Motociclisti fuori dai passi per i controlli, i commercianti insorgono

Dopo i controlli della Forestale al Passo della Calla e del Muraglione i motociclisti evitano le strade tra Forlì e Arezzo e la loro assenza si fa sentire...

Poco tempo fa vi avevamo segnalato il video realizzato dal Corpo Forestale dello Stato al Passo del Muraglione, nell'ambito del progetto "Defend Life", volto a diminuire il numero di incidenti e infrazioni compiute da motociclisti.

Una vera e propria "epidemia" di controlli messa in atto dai Forestali che quest'estate hanno sanzionato moltissimi biker e ritirato ben più di una patente. Il risultato, a quanto scrive il quotidiano La Nazione, non è propriamente quello sperato, dal momento che ora molti motociclisti stanno evitando quel bellissimo tratto montano, per timore dei controlli.

Verrebbe da pensare "se uno rispetta il codice non dovrebbe avere timori", ma come già lamentato in una lettera aperta anche dal Coordinamento Italiano Motociclisti spesso i limiti si sono rivelati troppo restrittivi e in alcuni tratti rispettare i 30 kmh di velocità diventa insostenibile per chi guida una due ruote. Fatto sta che ora le strade sono state "ripulite" dai bikers: peccato però che proprio loro fossero tra i maggiori contribuenti per gli esercizi commerciali della zona e ora la loro mancanza si fa sentire.

Il titolare dell'Alpen bar di Campigna, in provincia di Forlì, a dominare la Bidentina, lamenta:

"Da primavera fino all’autunno siamo meta per i centauri, ma ora sento motociclisti letteralmente impauriti per i controlli. Al sabato attorno al mio locale c’erano sempre più di duecento motori, adesso se ne vedono appena trenta."

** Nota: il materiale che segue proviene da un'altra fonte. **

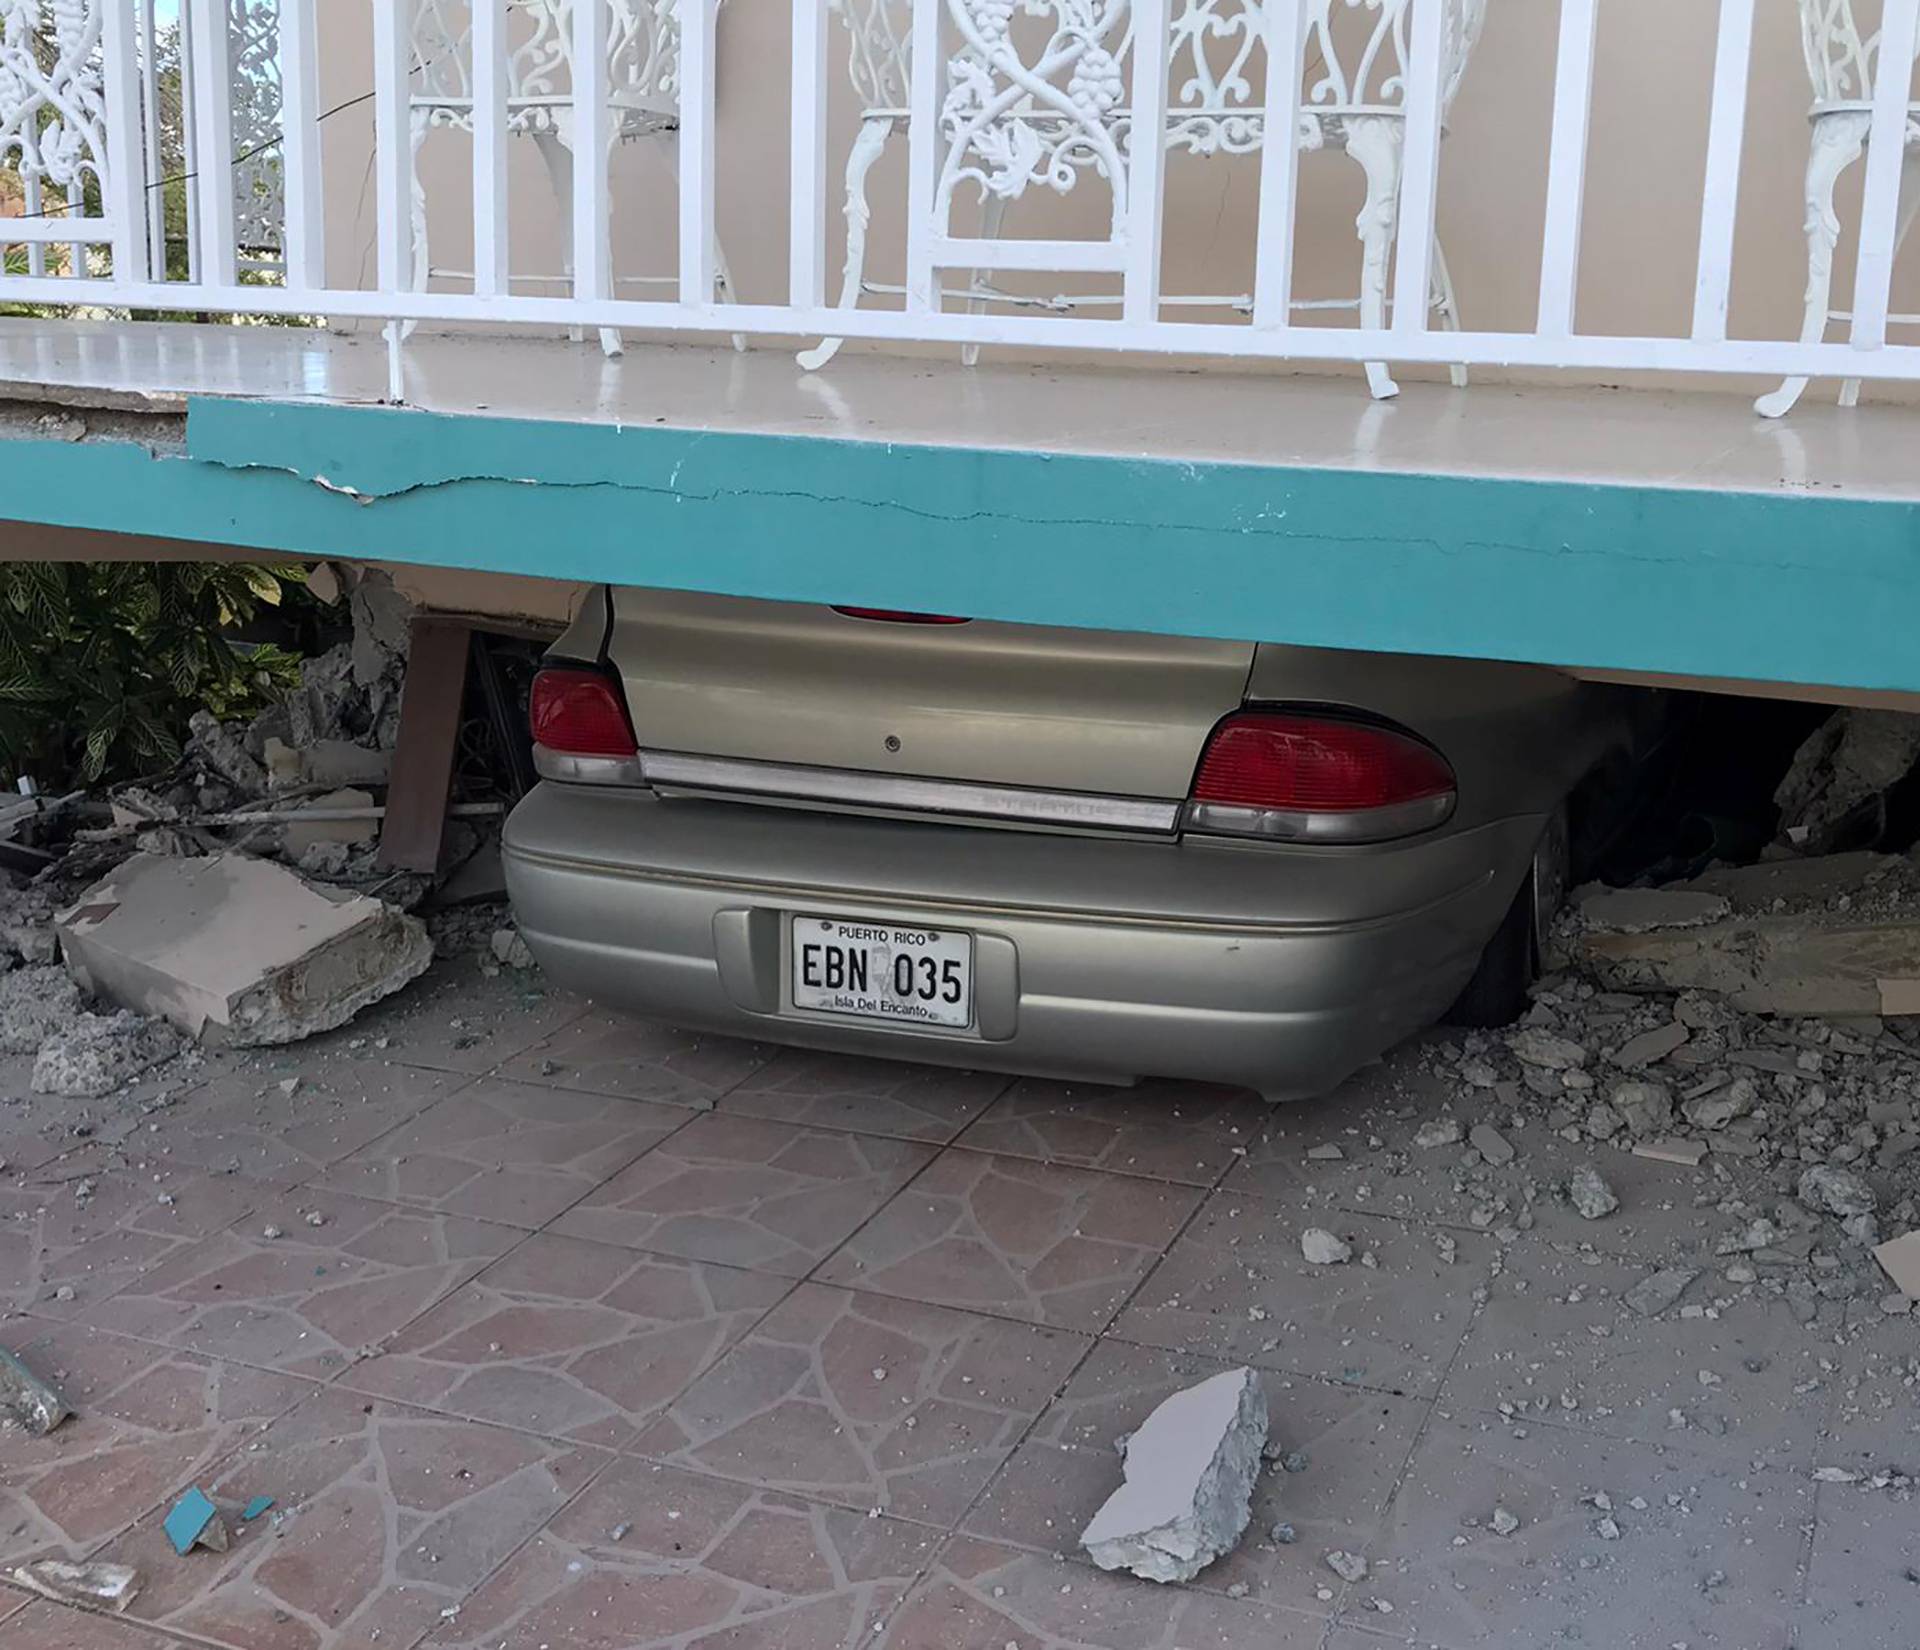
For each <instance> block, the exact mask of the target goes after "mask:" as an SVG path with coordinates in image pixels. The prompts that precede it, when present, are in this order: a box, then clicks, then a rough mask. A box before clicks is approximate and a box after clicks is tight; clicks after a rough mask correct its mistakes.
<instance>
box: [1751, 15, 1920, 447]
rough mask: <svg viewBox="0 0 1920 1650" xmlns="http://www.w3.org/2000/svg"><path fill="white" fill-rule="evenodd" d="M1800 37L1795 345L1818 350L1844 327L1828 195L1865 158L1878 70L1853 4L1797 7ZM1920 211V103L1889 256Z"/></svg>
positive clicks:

Gli fa eco il collega dello Chalet il Valico, del tratto appenninico toscano:

"Vediamo sempre meno motociclisti, per noi vuol dire ovviamente meno entrate. Non si possono allontare i motori in questo modo dalla montagna, ci sono tanti turisti che arrivano fin qua sulle due ruote, proprio perchè la strada si presta a questo modo di viaggiare."

Inutile sottolineare quanto il "mototurismo" e anche le "gite fuoriporta" dei motociclisti siano vitali per le attività della zona e che limiti eccessivamente bassi, oltre alla paura di vedersi ritirare la patente siano un ottimo deterrente per i bikers. Dura lex sed lex, non si discute, i limiti vanno rispettati e la strada non è una pista, ma i controlli a tappeto, volti anche a batter cassa senza troppi complimenti, vanno anche a danneggiare chi, proprio sui motociclisti, basa la propria attività.